使用 Jaeger 完成服务间的链路追踪

世上本没有路,走的人多了,便变成了路 -- 鲁迅

本次讨论的话题就是需要在各个服务之间踏出条"路",让 bug 有"路"可循。

至于为什么用 jaeger... 这个支持多语言方案算么?遵循 opentracing 规范算么?开箱即用算么?还有更多? 至于为什么遵循 opentracing 规范的好... 这个...杠精同学,文末地址可参考 🙃🙃🙃

反正先撸袖开干...

了解 Jaeger

Jaeger: open source, end-to-end distributed tracing
Jaeger: 开源的、分布式系统的端到端追踪
Monitor and troubleshoot transactions in complex distributed systems
在复杂的分布式系统之间做监控及问题排查的事务处理。

jaeger 体系和流程如下图


来看看各层信息:

jaeger-client (OpenTracing API 各语言的实现,用于在应用中塞入信息采集点)

jaeger-agent (负责发送的进程,对 spans 进行处理并发送给 collector,监听 spans 的 UDP 发送。设计这层是为了作为基础组件部署到主机上,从 client 中抽象出了 collector 的发现和路由。注意:1.这层应该是部署在应用本地;2.如果配置报告的 endpoint,则直接将 spans 发送到 collector,不需要 agent。)

jaeger-collector (收集追踪 spans,并通过管道对追踪数据进行处理。当前的管道支持追踪的验证、索引、转换,最后存储数据)

data store (追踪信息的存储)

jaeger-query (从存储中检索追踪信息并通过 UI 展示)

jaeger-ui (UI 展示层,基于 React)

jaeger 的存储是可插拔组件,目前支持 Cassandra、ElasticSearch 和 Kafka。

基于以上的体系结构,本文关注点在 jaeger-client 部分,怎么实现服务之间和服务内部的 tracing。

了解追踪信息

Span:追踪中的逻辑单元,比如一次请求的过程/一个函数的执行,包含操作名称、开始时间、持续时间。

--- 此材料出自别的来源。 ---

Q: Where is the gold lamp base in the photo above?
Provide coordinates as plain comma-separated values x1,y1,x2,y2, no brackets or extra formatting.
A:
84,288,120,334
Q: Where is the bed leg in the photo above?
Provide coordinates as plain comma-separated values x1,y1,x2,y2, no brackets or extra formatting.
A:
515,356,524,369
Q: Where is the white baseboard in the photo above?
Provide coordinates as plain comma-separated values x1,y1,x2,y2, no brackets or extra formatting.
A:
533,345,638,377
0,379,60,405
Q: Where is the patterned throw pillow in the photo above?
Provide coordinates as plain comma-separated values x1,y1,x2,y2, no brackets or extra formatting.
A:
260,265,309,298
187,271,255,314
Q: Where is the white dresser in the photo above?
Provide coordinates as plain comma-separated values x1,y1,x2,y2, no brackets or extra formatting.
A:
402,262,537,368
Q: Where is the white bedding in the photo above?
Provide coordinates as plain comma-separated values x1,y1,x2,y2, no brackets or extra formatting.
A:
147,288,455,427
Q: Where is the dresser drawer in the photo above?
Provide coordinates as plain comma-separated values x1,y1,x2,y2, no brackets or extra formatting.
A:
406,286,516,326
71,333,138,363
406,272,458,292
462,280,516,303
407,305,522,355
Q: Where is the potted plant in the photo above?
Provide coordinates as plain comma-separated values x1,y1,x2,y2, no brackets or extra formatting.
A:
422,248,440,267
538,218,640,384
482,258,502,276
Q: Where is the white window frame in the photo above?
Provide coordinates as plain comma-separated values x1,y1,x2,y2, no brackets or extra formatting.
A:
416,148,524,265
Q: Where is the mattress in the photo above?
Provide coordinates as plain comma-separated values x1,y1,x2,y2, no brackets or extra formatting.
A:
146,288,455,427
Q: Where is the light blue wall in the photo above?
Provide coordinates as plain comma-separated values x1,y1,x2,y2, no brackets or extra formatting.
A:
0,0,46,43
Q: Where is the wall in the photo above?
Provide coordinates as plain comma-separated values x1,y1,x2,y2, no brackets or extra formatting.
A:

SpanContext:表示需要传播到下游 Spans 和跨应用/进程的 Span 数据,可以简单理解为串在各个系统里的统一标识对象。

Baggage:字符串组成的键值对,和 Span/SpanContext 互相关联,会在所有的下游 Spans 中进行传播。(可以做一些强大的功能,如在整个链路夹带数据,使用成本高,小心使用)

Tracer:项目中的追踪实例,追踪项目里数据变化/函数执行的过程,可以认为是一个定向非循环的 spans 的集合图。

Tracer 和 Span 如下图:


对于 jaeger-ui 展示效果如下图:


jaeger-client 是 opentracing 的实现,于是 jaeger-client-api 几乎等同于 opentracing api。

Api 和配置参考

本文以 Nodejs 为主,Go 为辅(因为当前刚好涉及到这两种服务的链路追踪方案 😂😂😂)。这里大致介绍一下 Configuration/Tracer/Span ,以便实现一个基础的 tracing 。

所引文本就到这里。